Anonymous function syntax
Christophe
travert at phare.normalesup.org
Tue Sep 27 01:10:19 PDT 2011
"Martin Nowak" , dans le message (digitalmars.D:145287), a écrit :
>>> 4. The expression is badly delimited.
>>> The first rewrite symbol => expression
>>> is actually symbol => expression\{CommaExpression, CatExpression}.
>>>
>>> E.g.:
>>> dgs ~= (int a) => (a + 5) ~ (int a) => (a ^^ 2);
this is a compile time error, because you are appending an int (a+5)
with a delegate ((int a) => (a^^2)).
You should write :
dgs ~= [(int a) => a + 5), ((int a) => a ^^ 2)];
>>> foo(a, b => (log(b), b), c)
That seems fine to me.
> sort!((a, b) => a <= b)(input)
> vs.
> sort!((a, b) { a <= b })(input)
OK
>
> static assert ((a, b) => a < b != (a, b) => a > b)
That is a compile time error too, because you use != on a boolean on one
side, and on a delegate on the other side.
You have to use parenthesis arround the delegates to use an operator on
them, otherwise the operator could be a part of the delegate.
static assert (((a, b) => a < b) != ((a, b) => a > b))
> vs.
> static assert ((a, b) {a < b} != (a, b) {a > b})
OK
> Another minor issue:
> a =>
> a + 3
> Offers worse indentation for long expressions than
> (a) {
> a + 3
> }
Why?
> We won't remove the existing function literal syntax due to code breakage.
> We won't remove the string predicates because they are still shorter.
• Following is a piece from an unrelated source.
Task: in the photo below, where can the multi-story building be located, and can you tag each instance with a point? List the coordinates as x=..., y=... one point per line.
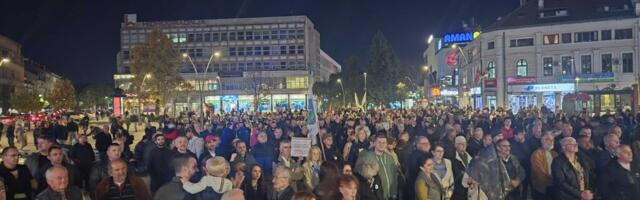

> I am worried about having three subtly different language constructs for
> the same concept.
>
> (a, b) { return a < b; } | q{a < b} | (a, b) => a < b
> | old delegate syntax | string predicates | fat arrow delegates
> |--------------------------------------------------------------
> scope | declaration | instantiation | declaration
> return | explicit | implicit | implicit
> body | statements | expression | expression
> types | optional | no | optional
>
Don't forget the return-omissing delegate syntax (a, b) { a < b } :P
Old delegate should be kept as the normal way to build a delegate. They
are needed to make more than one-liners. Maybe optional types might be
removed in the long term to make the language simpler, but they can't be
removed.
In the long term (D>=3.0, not to break existing code), I am not sure it
is worth keeping string predicates if delegates offer a convenient
syntax. Moreover they are not a langage feature, they are a library
feature. Nothing prevents people from writing a dozen syntax like that.